PCGG dared to stop Marcoses from reclaiming plundered assets
Senate Minority Leader Aquilino Q. Pimentel, Jr. on Tuesday dared the Presidential Commission on Good Government (PCGG) to stop the Marcoses from reclaiming assets.
This is in the face of suspicion, he said, that a compromise deal has been secretly forged between the Marcoses and the Arroyo government.
Pimentel sought an explanation from the PCGG on the apparent failure of the government's efforts to recover and take over the ownership of a huge portion of the ill-gotten wealth of the late President Ferdinand Marcos and his family.
Pimentel echoed the public outrage over reports that the Marcoses have already regained ownership of some of the assets that were sequestered by the PCGG and are now trying to reclaim more of these assets by presenting documents that supposedly prove that they belong to the late dictator.
Among the assets which have reportedly been returned to the Marcoses are shares of stock or their money equivalent in the Philippine Long Distance Telephone Company; mansions and rest houses such as in Laoag, Ilocos Norte and another in Canlubang, Laguna; and even bank deposits.
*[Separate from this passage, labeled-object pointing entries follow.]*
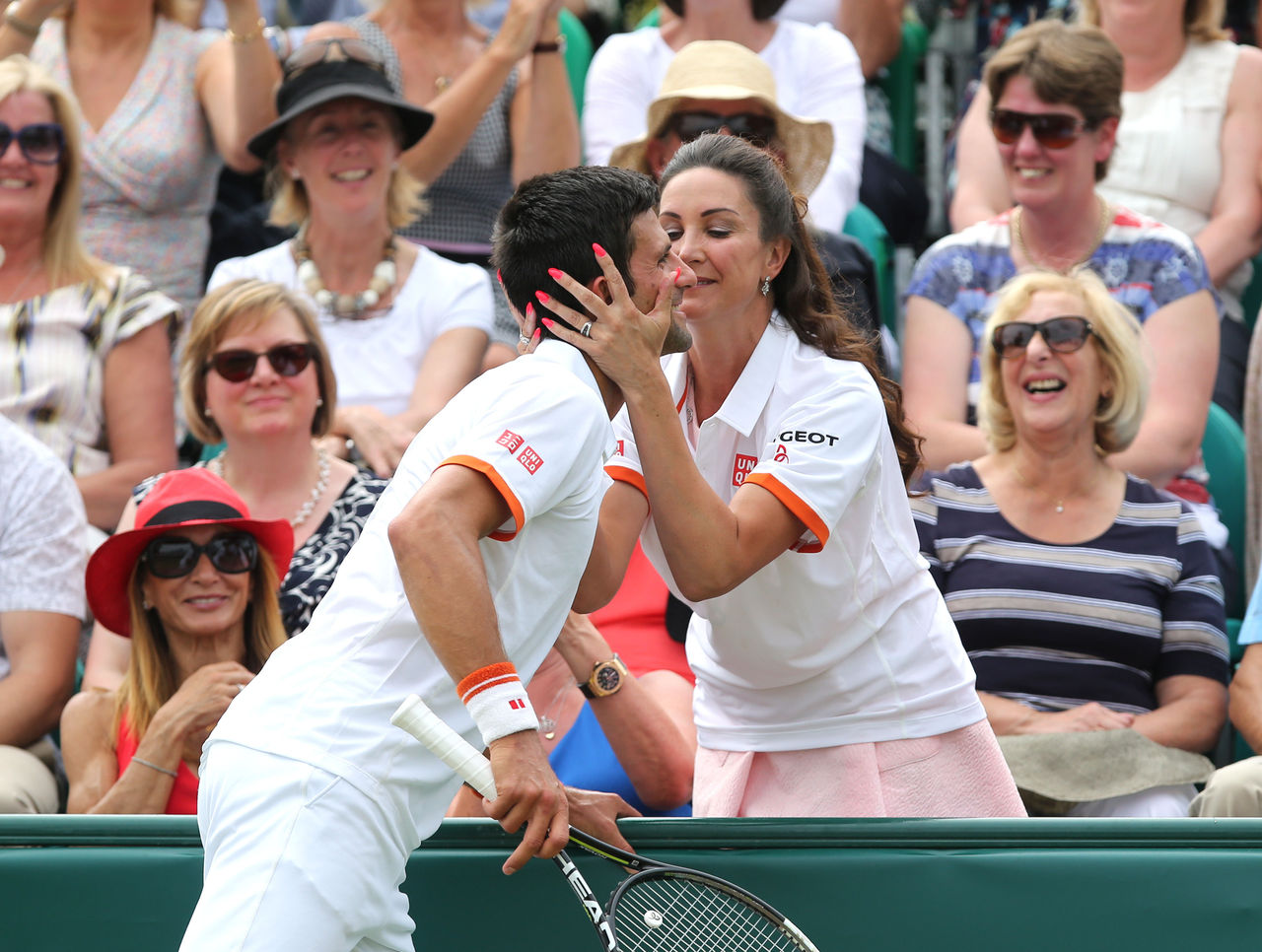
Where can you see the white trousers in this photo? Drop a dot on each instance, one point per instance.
(296, 857)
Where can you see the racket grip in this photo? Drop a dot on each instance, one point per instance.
(446, 744)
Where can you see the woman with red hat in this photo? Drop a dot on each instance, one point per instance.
(194, 587)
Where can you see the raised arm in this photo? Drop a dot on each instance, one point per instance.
(541, 120)
(436, 544)
(1233, 233)
(139, 419)
(243, 63)
(875, 27)
(1183, 344)
(981, 188)
(937, 356)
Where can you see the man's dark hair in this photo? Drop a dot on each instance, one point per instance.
(552, 221)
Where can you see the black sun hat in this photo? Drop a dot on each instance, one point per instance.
(334, 80)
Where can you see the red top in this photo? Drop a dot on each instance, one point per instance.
(635, 622)
(183, 793)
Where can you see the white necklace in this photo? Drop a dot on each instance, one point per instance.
(305, 510)
(346, 306)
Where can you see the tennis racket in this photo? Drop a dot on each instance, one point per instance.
(659, 907)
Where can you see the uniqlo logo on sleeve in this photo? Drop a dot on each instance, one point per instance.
(530, 459)
(510, 441)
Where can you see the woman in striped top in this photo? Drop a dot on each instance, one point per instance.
(1086, 598)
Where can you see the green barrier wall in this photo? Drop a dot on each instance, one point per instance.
(129, 883)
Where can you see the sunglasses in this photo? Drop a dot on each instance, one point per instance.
(285, 360)
(316, 52)
(1054, 130)
(1062, 334)
(41, 143)
(175, 556)
(746, 125)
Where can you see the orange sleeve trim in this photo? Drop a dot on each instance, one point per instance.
(499, 673)
(623, 474)
(794, 504)
(481, 465)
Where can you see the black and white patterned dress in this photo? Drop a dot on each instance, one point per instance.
(316, 562)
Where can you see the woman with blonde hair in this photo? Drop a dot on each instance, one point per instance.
(194, 586)
(1189, 147)
(405, 328)
(85, 357)
(165, 107)
(255, 375)
(1086, 598)
(1058, 100)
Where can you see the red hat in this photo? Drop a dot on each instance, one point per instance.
(183, 497)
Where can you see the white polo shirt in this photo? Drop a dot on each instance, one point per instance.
(844, 639)
(540, 433)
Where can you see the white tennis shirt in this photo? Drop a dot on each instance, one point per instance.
(537, 429)
(844, 639)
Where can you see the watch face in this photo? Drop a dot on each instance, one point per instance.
(607, 677)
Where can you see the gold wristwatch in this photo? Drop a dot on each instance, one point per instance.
(607, 678)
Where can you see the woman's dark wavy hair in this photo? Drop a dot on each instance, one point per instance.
(802, 290)
(761, 9)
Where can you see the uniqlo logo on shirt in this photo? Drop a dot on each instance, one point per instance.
(510, 441)
(530, 459)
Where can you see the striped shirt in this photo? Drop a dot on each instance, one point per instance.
(1058, 626)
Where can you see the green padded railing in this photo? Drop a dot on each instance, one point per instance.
(947, 885)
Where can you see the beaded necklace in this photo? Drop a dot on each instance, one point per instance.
(356, 306)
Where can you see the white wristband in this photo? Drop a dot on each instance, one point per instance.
(503, 709)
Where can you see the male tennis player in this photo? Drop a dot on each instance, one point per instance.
(311, 801)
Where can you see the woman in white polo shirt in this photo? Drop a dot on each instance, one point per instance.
(830, 680)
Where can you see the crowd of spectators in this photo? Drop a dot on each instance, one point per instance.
(1059, 351)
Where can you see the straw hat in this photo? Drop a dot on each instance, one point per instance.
(718, 70)
(180, 499)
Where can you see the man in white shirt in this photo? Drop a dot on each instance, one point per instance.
(311, 801)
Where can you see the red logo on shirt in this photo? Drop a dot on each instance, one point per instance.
(530, 459)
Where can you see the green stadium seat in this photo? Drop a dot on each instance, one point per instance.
(864, 225)
(578, 55)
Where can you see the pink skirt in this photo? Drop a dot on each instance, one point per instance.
(960, 773)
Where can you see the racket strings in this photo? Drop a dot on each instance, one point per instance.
(661, 915)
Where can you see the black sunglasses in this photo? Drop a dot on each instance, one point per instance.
(41, 143)
(746, 125)
(175, 556)
(285, 360)
(1054, 130)
(316, 52)
(1062, 334)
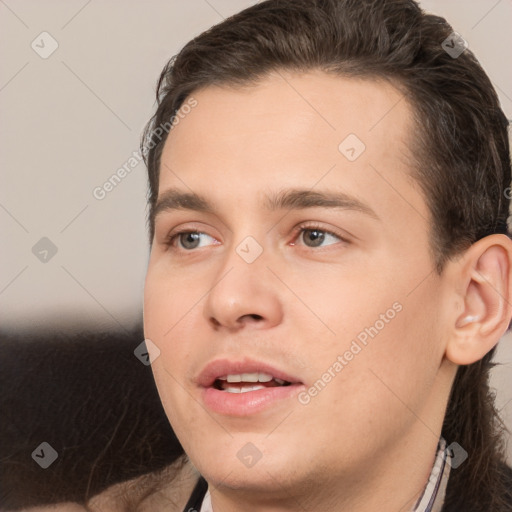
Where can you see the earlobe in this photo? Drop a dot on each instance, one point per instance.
(485, 272)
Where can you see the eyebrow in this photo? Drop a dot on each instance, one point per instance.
(291, 199)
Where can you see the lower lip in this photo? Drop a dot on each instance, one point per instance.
(251, 402)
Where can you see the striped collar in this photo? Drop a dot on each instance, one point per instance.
(432, 499)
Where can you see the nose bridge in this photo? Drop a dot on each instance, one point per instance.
(243, 287)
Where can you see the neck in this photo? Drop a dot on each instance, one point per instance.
(393, 480)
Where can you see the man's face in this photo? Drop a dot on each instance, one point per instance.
(341, 299)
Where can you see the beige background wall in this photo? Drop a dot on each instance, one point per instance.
(70, 120)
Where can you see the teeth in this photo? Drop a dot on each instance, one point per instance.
(249, 377)
(234, 389)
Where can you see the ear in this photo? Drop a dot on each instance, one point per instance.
(484, 278)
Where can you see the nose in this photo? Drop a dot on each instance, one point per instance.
(244, 295)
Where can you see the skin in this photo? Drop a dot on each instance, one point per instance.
(367, 441)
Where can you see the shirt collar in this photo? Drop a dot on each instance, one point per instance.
(432, 499)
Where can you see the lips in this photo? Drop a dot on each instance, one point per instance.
(242, 388)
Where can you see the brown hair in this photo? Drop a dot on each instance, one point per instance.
(461, 149)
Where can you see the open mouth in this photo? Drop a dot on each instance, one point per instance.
(245, 382)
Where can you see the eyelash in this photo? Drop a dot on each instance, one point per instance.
(170, 240)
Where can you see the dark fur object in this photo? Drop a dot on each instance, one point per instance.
(92, 400)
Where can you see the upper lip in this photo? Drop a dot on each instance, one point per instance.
(221, 367)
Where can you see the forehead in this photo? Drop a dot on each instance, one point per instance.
(295, 128)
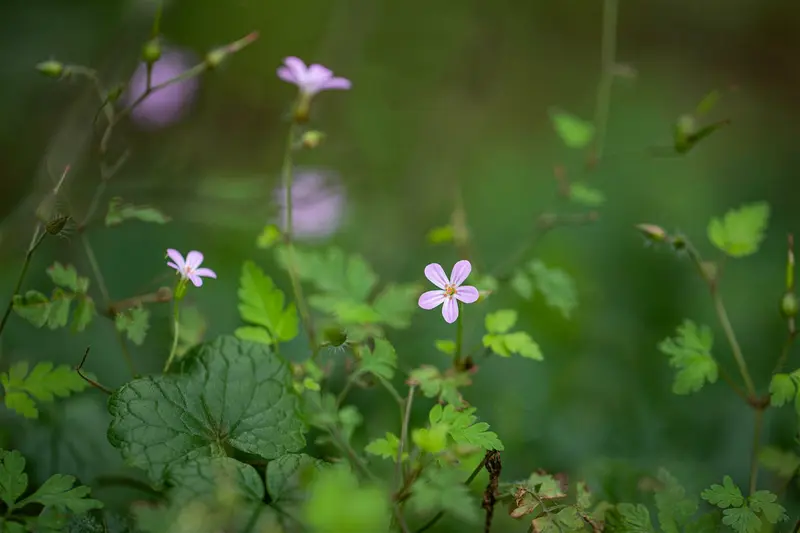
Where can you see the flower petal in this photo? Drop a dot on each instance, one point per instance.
(435, 274)
(208, 273)
(296, 67)
(450, 310)
(337, 83)
(460, 272)
(287, 75)
(194, 259)
(430, 299)
(176, 257)
(467, 294)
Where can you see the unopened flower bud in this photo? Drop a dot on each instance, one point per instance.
(312, 139)
(789, 305)
(51, 68)
(151, 51)
(652, 232)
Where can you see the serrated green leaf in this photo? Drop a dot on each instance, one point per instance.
(44, 383)
(67, 277)
(582, 194)
(575, 132)
(725, 495)
(690, 352)
(741, 520)
(443, 489)
(119, 212)
(205, 476)
(59, 492)
(764, 502)
(501, 321)
(386, 448)
(441, 235)
(783, 463)
(289, 476)
(382, 361)
(234, 394)
(781, 389)
(135, 323)
(740, 232)
(33, 307)
(262, 303)
(337, 503)
(557, 287)
(13, 479)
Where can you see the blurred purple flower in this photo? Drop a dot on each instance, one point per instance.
(311, 79)
(317, 204)
(450, 289)
(168, 105)
(190, 268)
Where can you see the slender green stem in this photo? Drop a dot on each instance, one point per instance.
(608, 52)
(36, 240)
(757, 430)
(176, 314)
(288, 178)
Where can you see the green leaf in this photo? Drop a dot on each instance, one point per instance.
(741, 520)
(557, 287)
(289, 475)
(205, 476)
(84, 313)
(575, 132)
(333, 272)
(119, 212)
(135, 323)
(763, 501)
(58, 492)
(67, 277)
(386, 448)
(441, 235)
(501, 321)
(382, 361)
(725, 495)
(443, 490)
(262, 303)
(675, 509)
(13, 479)
(783, 463)
(582, 194)
(337, 503)
(44, 383)
(269, 236)
(33, 307)
(781, 389)
(740, 232)
(464, 428)
(395, 304)
(234, 394)
(690, 352)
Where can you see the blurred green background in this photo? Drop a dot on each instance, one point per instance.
(447, 95)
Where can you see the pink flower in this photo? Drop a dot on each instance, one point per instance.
(311, 79)
(450, 289)
(189, 269)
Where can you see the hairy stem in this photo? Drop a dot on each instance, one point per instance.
(287, 175)
(36, 240)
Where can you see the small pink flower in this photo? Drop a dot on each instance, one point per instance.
(190, 268)
(311, 79)
(450, 289)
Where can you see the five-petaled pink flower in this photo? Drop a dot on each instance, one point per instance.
(190, 268)
(311, 79)
(450, 289)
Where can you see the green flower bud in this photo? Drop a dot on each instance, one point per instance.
(51, 68)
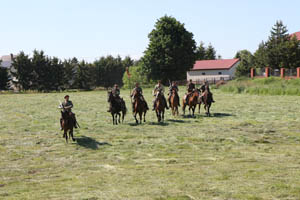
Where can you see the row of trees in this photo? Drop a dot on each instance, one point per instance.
(44, 73)
(280, 50)
(171, 52)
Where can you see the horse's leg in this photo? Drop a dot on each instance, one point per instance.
(119, 114)
(141, 116)
(66, 135)
(136, 121)
(71, 134)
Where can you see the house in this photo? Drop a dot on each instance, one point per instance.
(213, 70)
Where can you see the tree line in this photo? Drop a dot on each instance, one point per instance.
(280, 50)
(43, 73)
(170, 53)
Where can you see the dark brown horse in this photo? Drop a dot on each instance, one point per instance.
(206, 99)
(192, 102)
(139, 107)
(67, 124)
(174, 102)
(160, 106)
(117, 107)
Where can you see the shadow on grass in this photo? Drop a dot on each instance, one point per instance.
(177, 121)
(189, 116)
(221, 115)
(90, 143)
(158, 123)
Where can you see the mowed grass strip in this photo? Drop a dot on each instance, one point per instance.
(248, 149)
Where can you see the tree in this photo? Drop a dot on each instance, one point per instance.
(210, 53)
(276, 46)
(171, 51)
(246, 62)
(4, 79)
(201, 52)
(22, 71)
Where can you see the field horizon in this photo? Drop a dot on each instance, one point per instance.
(248, 149)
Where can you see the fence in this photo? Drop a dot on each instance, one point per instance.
(279, 72)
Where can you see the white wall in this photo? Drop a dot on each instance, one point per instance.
(211, 74)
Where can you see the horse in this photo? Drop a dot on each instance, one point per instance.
(67, 125)
(160, 106)
(206, 99)
(117, 106)
(139, 107)
(192, 102)
(174, 102)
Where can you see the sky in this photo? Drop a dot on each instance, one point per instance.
(89, 29)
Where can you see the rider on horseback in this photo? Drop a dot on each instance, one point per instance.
(190, 88)
(159, 87)
(172, 87)
(205, 88)
(67, 106)
(138, 90)
(116, 94)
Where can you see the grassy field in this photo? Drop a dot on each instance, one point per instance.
(263, 86)
(248, 149)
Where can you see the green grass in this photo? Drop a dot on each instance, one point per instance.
(263, 86)
(248, 149)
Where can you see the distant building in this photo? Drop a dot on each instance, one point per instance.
(213, 70)
(6, 61)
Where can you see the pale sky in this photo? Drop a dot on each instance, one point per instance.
(93, 28)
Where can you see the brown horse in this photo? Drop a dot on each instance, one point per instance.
(174, 102)
(67, 125)
(206, 99)
(117, 106)
(160, 106)
(139, 107)
(192, 102)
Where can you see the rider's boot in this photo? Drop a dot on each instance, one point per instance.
(61, 128)
(153, 105)
(109, 109)
(75, 121)
(166, 103)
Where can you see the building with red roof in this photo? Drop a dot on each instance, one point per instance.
(213, 70)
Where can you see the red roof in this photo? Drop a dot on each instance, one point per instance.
(214, 64)
(297, 34)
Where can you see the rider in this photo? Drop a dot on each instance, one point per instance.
(116, 94)
(190, 88)
(205, 87)
(67, 107)
(139, 92)
(159, 87)
(172, 87)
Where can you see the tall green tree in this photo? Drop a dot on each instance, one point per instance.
(246, 62)
(276, 46)
(201, 52)
(210, 53)
(4, 78)
(171, 50)
(22, 71)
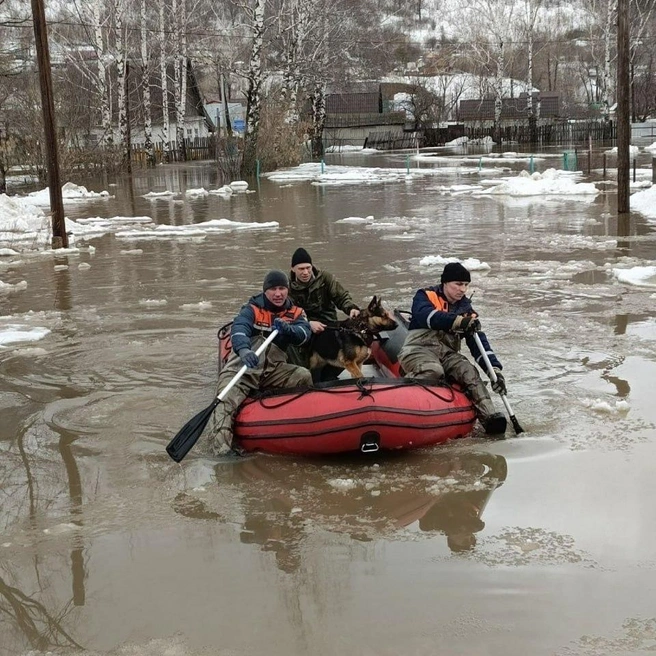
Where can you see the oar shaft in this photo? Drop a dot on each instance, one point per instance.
(242, 371)
(493, 378)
The Marcoses are now openly claiming ownership of huge shareholdings in companies under the Lucio Tan Group such as Fortune Tobacco, Foremost Farms, Asia Brewery and Allied Bank. And lately, they claim that they are the real owners of a block of shares in the GMA-Network Inc. held by former Rizal Congressman Gualberto Duavit, Jr., as well as a big track of prime lands in Barrio Ugong, Pasig City formerly under the name of Jose Campos.
Pimentel said the Senate, through an appropriate committee, should investigate the basis of the claim of the Marcoses that they are the legitimate owners of all these assets and why these were not declared and forfeited in favor of the government despite accusations that they were part of the wealth that Mr. Marcos plundered from the treasury and the national economy during his 20-year rule of the country.
In the case of the block of shares in GMA-7 Network, allegedly entrusted by Marcos to Duavit, Pimentel decried that there had been no effort whatsoever on the part of PCGG to sequester them, much less to investigate their ownership.
"Obviously, these matters will not stop on the pages of newspapers or come out only in television news. Obviously, this will land in the jurisdiction of the proper Senate committee," Pimentel said.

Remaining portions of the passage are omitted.